A conversa fluiu para temas mais leves, permitindo que nos conhecêssemos melhor. Adélia era uma mulher muito apegada à família, não era atoa que os negócios tivessem o envolvimento direto de cada Zwane. Seus pais eram grandes nomes na área da medicina, responsáveis por projetos de caridade a comunidades carentes voltados a saúde básica. O carinho e admiração nada contidos em seu discurso me fez ganhar uma simpatia considerável pelos parentes de Adélia. Eu conseguia entender parte de seu altruísmo. O conceito de que a fruta não caía longe do pé, nunca havia soado tão apropriado enquanto a ouvia.
Durante nossa breve reunião, havíamos alinhado a maior parte de todo o processo das exposições, como datas e a divisão do que cada uma iria ficar responsável. Ficou acordado que iriamos escolher cinco artistas cada, e em nosso próximo encontro compartilharíamos o retorno deles quanto a proposta de participar do projeto. Adélia também ficaria com a incumbência de selecionar fornecedores, enquanto eu organizaria a estrutura dos eventos. Decidimos por dois grandes eventos, o inaugural onde iríamos apresentar o projeto e o nomes dos artistas, e um de encerramento no qual ocorreria o leilão das obras mais aclamadas. Tinha em mente uma galeria de arte parceira do museu, que sempre cedia o espaço quando se tratava de eventos maiores. As exposições aconteceriam na ala principal do MAC, para dar maior visibilidade.
Depois, de outro longo passeio pelo museu, me despedi da encantadora mulher com a promessa de que tomaríamos um café no fim daquela semana para fecharmos os detalhes finais do projeto. De volta a minha sala, repassei para Sabrina as informações para que pudesse me ajudar, além de orientá-la quanto ao novo protocolo de segurança. Havia deixado expressamente claro que o casal pesadelo não tinha qualquer permissão para adentrar nenhum espaço que envolvesse o museu ou tivesse a minha presença.

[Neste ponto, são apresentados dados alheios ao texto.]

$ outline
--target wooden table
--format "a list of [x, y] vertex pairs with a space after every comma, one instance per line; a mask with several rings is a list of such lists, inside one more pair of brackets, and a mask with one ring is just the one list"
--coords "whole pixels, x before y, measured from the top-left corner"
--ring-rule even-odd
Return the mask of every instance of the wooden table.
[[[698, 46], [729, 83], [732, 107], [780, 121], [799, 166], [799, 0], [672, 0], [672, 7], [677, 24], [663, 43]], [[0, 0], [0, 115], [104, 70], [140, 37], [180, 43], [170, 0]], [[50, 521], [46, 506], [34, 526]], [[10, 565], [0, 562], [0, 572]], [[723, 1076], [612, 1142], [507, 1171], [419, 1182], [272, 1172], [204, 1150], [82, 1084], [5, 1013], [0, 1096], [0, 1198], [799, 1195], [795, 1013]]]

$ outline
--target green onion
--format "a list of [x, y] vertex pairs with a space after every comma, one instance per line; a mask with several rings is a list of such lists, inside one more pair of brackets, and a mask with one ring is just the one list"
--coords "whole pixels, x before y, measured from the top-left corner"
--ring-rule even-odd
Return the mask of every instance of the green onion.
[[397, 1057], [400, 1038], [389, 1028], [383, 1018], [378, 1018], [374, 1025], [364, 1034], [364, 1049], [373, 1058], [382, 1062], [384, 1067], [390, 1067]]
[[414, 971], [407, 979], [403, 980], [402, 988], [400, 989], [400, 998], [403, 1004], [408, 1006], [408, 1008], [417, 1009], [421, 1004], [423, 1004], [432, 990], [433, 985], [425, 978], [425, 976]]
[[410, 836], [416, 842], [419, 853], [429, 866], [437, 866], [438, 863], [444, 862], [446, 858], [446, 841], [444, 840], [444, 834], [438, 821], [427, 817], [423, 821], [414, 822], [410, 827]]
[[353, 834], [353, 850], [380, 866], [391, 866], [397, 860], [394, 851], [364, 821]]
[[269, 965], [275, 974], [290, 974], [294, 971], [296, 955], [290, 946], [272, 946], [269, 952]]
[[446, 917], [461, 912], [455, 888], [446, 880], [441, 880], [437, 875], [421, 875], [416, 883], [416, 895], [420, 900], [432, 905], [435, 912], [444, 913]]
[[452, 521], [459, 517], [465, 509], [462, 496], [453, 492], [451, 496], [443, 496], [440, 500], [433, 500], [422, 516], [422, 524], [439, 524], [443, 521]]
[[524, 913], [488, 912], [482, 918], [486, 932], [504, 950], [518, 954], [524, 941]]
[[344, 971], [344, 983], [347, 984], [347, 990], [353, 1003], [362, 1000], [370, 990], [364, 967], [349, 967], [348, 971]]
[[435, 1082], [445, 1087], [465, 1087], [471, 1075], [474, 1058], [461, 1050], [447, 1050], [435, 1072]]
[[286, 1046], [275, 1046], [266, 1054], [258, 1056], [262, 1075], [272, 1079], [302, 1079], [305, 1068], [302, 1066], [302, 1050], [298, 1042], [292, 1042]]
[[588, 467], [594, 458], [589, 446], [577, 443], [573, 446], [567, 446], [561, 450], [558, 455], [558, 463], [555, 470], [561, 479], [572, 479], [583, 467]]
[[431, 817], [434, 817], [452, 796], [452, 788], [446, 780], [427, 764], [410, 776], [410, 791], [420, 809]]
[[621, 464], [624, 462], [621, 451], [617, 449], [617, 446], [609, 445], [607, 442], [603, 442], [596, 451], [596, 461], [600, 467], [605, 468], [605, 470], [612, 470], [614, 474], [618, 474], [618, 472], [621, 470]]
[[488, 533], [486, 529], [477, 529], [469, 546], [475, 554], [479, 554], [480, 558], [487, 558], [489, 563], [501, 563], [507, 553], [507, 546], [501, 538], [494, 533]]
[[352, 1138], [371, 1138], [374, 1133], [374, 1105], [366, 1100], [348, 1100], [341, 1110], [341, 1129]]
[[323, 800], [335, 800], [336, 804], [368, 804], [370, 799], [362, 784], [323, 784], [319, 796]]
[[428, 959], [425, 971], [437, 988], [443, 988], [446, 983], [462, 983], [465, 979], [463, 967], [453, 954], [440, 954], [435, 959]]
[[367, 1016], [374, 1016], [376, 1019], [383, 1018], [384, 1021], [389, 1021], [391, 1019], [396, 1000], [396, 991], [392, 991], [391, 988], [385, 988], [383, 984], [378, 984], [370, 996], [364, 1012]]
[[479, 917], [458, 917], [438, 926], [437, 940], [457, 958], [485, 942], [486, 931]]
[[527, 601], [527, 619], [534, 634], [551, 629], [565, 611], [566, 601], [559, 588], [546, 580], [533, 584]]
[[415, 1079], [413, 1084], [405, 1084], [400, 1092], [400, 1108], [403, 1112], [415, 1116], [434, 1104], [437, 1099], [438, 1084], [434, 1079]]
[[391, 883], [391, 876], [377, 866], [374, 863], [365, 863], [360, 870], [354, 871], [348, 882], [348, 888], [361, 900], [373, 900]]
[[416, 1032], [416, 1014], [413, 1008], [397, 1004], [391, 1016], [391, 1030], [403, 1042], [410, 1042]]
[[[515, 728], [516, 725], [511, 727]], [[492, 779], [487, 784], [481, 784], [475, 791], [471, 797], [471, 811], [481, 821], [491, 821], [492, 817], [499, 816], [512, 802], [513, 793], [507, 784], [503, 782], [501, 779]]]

Aproveitei para apresentá-la ao jovem guarda-costas. Não me escapou o brilho de interesse mútuo nos olhos de ambos. Ian tinha um ar sério e perigoso, contrastando totalmente com a áurea delicada e gentil de Sabrina. Era fácil antecipar o entretenimento que a dinâmica entre os dois certamente me traria. Intrigante, sem dúvida.